Manufacturers who charge the same price for the sale of both ‘on-label’ and off-label products have a definite role in this process; but given the panoply of different uses, different patient groups and other ways in which prescriptions can be categorised as off-label, we should impose certain hurdles, and only above a certain frequency, for manufacturers to become involved. Properly conducted trials cost money, lots of money; even if it is not clear who would pay for recording the results of individual examples of off-label use, beyond a certain scale, manufacturers should step in to conduct this analysis. Patients, and indeed our wider healthcare systems demand nothing less. But the information gathering must start in the doctor’s surgery, since that is where the off-label prescription decisions are first made.
It is in the prescriber’s mind to use a drug that has been examined and approved for one purpose for another purpose, and yet the essential scientific nature of this enquiry is somehow lost in translation. Two arguments are posed against this precept, the first being that some off-label prescriptions are near enough to on-label, or otherwise so widely used that there is no dispute about their medical and scientific basis. There may be rare examples of this, but we should not read too much into them. A recent study looked at 363 articles in New England Journal of Medicine, in particular looking at medical reversals, situations in which new studies contradict current practice. The study only found a minority (38%) of current practices were affirmed by this analysis, with 40% (146) of these practices shown to be ineffective, and a further 22% where the evidence was inconclusive. This tells us the danger of accepting arguments about ‘standard of care’ without formal proof, and of course leaves unaddressed the majority of off-label prescription for which there is little or no scientific support.
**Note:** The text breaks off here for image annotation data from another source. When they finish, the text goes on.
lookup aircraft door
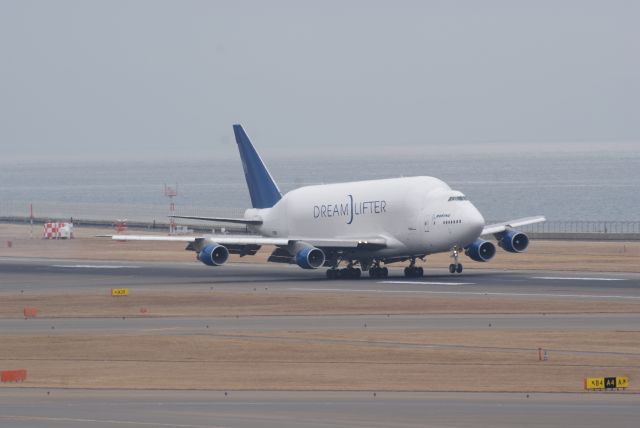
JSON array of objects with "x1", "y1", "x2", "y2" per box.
[{"x1": 424, "y1": 214, "x2": 435, "y2": 232}]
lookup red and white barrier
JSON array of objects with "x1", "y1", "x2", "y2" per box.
[{"x1": 42, "y1": 222, "x2": 73, "y2": 239}]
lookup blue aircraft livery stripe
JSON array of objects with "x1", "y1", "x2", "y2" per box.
[{"x1": 233, "y1": 125, "x2": 282, "y2": 208}]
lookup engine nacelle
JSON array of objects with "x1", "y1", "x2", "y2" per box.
[
  {"x1": 198, "y1": 244, "x2": 229, "y2": 266},
  {"x1": 498, "y1": 230, "x2": 529, "y2": 253},
  {"x1": 296, "y1": 247, "x2": 324, "y2": 269},
  {"x1": 464, "y1": 239, "x2": 496, "y2": 262}
]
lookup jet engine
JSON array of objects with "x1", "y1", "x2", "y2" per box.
[
  {"x1": 295, "y1": 247, "x2": 324, "y2": 269},
  {"x1": 464, "y1": 239, "x2": 496, "y2": 262},
  {"x1": 198, "y1": 244, "x2": 229, "y2": 266},
  {"x1": 498, "y1": 230, "x2": 529, "y2": 253}
]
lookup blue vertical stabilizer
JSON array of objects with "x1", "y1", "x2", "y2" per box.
[{"x1": 233, "y1": 125, "x2": 282, "y2": 208}]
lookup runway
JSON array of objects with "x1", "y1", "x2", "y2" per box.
[
  {"x1": 0, "y1": 258, "x2": 640, "y2": 299},
  {"x1": 0, "y1": 258, "x2": 640, "y2": 428},
  {"x1": 0, "y1": 389, "x2": 640, "y2": 428}
]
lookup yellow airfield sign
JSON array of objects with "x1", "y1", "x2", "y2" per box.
[{"x1": 584, "y1": 376, "x2": 629, "y2": 390}]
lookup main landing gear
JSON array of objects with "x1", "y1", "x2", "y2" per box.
[
  {"x1": 327, "y1": 261, "x2": 362, "y2": 279},
  {"x1": 369, "y1": 266, "x2": 389, "y2": 278},
  {"x1": 449, "y1": 247, "x2": 462, "y2": 273},
  {"x1": 404, "y1": 257, "x2": 424, "y2": 278},
  {"x1": 327, "y1": 267, "x2": 362, "y2": 279}
]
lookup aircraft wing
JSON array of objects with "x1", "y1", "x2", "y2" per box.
[
  {"x1": 106, "y1": 235, "x2": 387, "y2": 249},
  {"x1": 480, "y1": 215, "x2": 547, "y2": 235},
  {"x1": 169, "y1": 215, "x2": 262, "y2": 226}
]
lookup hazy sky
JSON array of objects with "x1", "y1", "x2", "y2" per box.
[{"x1": 0, "y1": 0, "x2": 640, "y2": 160}]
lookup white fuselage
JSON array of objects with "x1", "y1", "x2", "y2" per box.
[{"x1": 245, "y1": 177, "x2": 485, "y2": 257}]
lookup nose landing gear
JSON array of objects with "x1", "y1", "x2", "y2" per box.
[
  {"x1": 449, "y1": 247, "x2": 462, "y2": 273},
  {"x1": 404, "y1": 257, "x2": 424, "y2": 278},
  {"x1": 369, "y1": 260, "x2": 389, "y2": 278}
]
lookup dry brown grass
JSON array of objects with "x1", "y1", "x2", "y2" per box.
[{"x1": 0, "y1": 331, "x2": 640, "y2": 392}]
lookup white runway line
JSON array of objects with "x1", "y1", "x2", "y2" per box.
[
  {"x1": 378, "y1": 281, "x2": 475, "y2": 285},
  {"x1": 51, "y1": 265, "x2": 140, "y2": 269},
  {"x1": 288, "y1": 288, "x2": 640, "y2": 299},
  {"x1": 531, "y1": 276, "x2": 626, "y2": 281},
  {"x1": 0, "y1": 415, "x2": 223, "y2": 428}
]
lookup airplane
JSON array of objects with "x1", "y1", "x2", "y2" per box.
[{"x1": 111, "y1": 125, "x2": 546, "y2": 279}]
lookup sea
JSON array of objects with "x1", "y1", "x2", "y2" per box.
[{"x1": 0, "y1": 144, "x2": 640, "y2": 222}]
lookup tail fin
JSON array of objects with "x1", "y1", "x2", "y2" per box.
[{"x1": 233, "y1": 125, "x2": 282, "y2": 208}]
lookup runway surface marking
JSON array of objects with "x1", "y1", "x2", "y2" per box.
[
  {"x1": 0, "y1": 415, "x2": 224, "y2": 428},
  {"x1": 51, "y1": 265, "x2": 140, "y2": 269},
  {"x1": 531, "y1": 276, "x2": 626, "y2": 281},
  {"x1": 289, "y1": 288, "x2": 640, "y2": 299},
  {"x1": 379, "y1": 281, "x2": 475, "y2": 285}
]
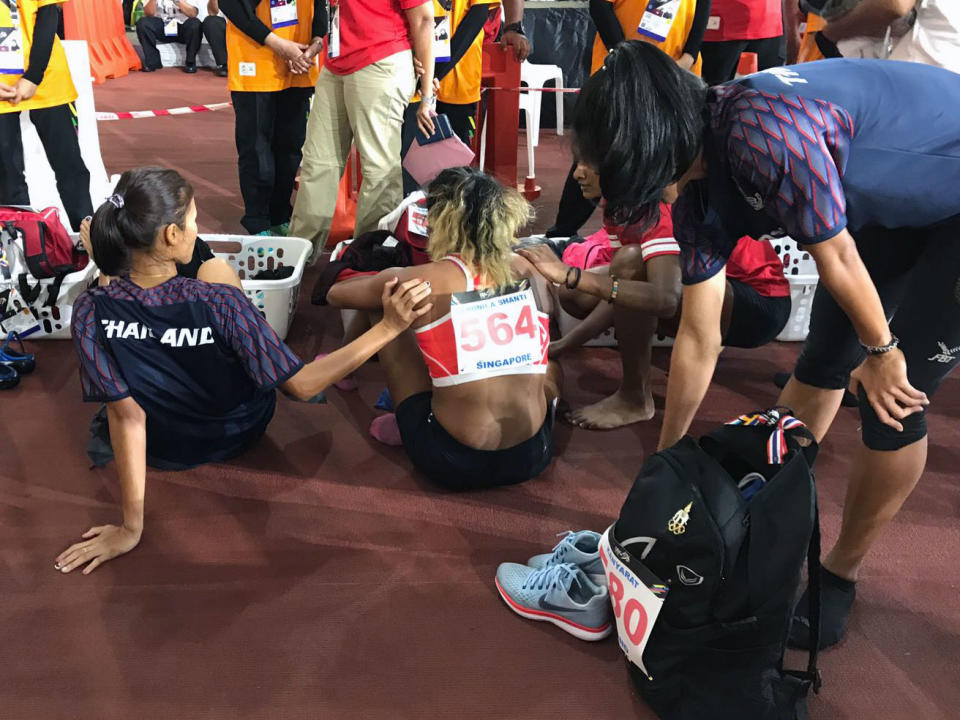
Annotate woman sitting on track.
[578,43,960,647]
[55,168,430,574]
[520,160,790,430]
[327,168,558,489]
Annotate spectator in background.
[290,0,435,259]
[401,0,498,188]
[201,0,227,77]
[483,0,530,62]
[700,0,786,85]
[546,0,710,237]
[817,0,960,72]
[220,0,327,235]
[0,0,93,230]
[137,0,203,73]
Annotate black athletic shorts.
[794,224,960,450]
[177,237,214,280]
[723,278,790,348]
[396,392,553,490]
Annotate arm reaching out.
[804,230,929,431]
[657,269,727,450]
[404,2,437,135]
[54,397,147,575]
[280,278,433,400]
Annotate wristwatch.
[860,333,900,355]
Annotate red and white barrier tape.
[481,87,580,93]
[97,87,580,121]
[97,102,232,120]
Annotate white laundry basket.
[777,275,820,342]
[767,237,817,279]
[202,235,313,340]
[0,256,99,340]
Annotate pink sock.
[370,413,403,447]
[314,353,360,392]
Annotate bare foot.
[566,390,655,430]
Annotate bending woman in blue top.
[574,43,960,646]
[56,168,431,574]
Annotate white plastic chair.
[480,100,539,177]
[520,60,563,147]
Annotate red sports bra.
[414,255,550,387]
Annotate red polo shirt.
[323,0,431,75]
[703,0,783,42]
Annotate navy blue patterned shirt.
[72,276,303,467]
[674,60,960,283]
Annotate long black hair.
[573,40,707,231]
[90,167,193,275]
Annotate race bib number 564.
[600,525,668,677]
[450,288,542,374]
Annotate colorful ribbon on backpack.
[727,410,804,465]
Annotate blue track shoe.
[527,530,607,587]
[496,563,613,641]
[0,332,37,375]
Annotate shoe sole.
[494,580,613,642]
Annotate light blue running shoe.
[496,563,613,641]
[527,530,607,587]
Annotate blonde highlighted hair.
[427,167,533,287]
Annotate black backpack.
[610,408,820,720]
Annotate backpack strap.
[44,273,68,307]
[726,407,817,465]
[780,500,823,693]
[807,503,823,693]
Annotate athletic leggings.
[794,225,960,450]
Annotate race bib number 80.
[450,285,543,374]
[600,525,669,677]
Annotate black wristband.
[813,30,843,58]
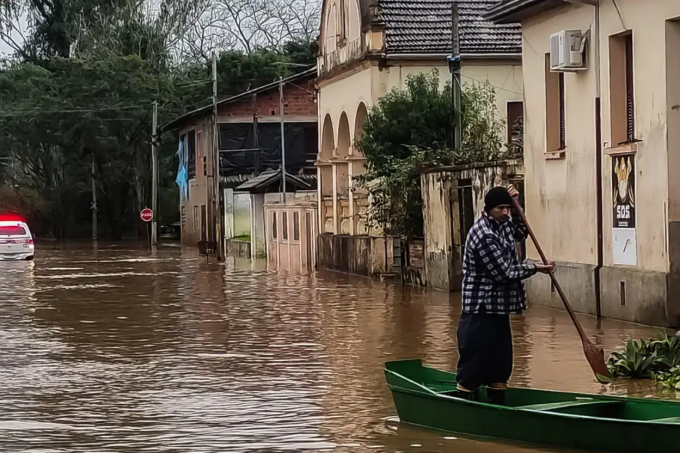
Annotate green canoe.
[385,360,680,453]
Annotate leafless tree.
[182,0,321,62]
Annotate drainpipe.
[593,0,604,319]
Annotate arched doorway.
[335,112,352,234]
[352,102,368,155]
[349,102,368,235]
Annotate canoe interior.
[385,360,680,424]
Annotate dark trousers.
[457,313,513,391]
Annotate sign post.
[612,155,637,266]
[139,208,153,248]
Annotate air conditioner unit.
[550,30,586,72]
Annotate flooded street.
[0,244,669,453]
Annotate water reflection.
[0,244,672,453]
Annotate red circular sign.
[139,208,153,222]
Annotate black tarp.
[220,123,316,176]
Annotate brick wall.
[219,77,317,118]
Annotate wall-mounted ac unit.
[550,30,587,72]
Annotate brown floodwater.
[0,244,674,453]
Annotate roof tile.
[378,0,522,54]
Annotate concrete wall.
[421,160,524,291]
[462,60,524,147]
[227,239,252,259]
[250,194,267,259]
[317,234,394,277]
[522,0,680,325]
[234,192,252,237]
[179,120,212,246]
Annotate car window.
[0,226,27,236]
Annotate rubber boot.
[456,386,475,401]
[486,387,506,406]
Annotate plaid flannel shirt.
[463,212,536,314]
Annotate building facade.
[488,0,680,326]
[162,68,318,249]
[317,0,523,274]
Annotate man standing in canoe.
[457,185,554,405]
The second argument used against the equivalence of off-label prescription and scientific enquiry is a legal one. Somehow, legal obstacles are placed in the way of the definition of this experiment as a ‘trial’; somehow, we have accepted the idea of off-label medicine as so much the right of the prescriber to prescribe, of ‘Doctor knows best’, that it is legally construed as ‘not a trial’. Yet, even if evidence exists in support of a particular example of off-label use, and even if (a big question) the prescriber is fully familiar with the scientific landscape, it has by definition not met the rigid hurdles of regulatory review that patients expect: the balance of safety and efficacy, of risk and reward, has not been made — the very best we can say is that the ‘trial’ is to be ‘confirmatory’.
Suddenly we are confronted with an essential conundrum: how can we pursue evidence-based medicine while ignoring the outcome from such hypothesis-driven forms of behaviour? It is time for the All-Trials movement to shine a light on this somewhat dimly lit corner of medical practice, so that future generations can be enlightened by present day practice.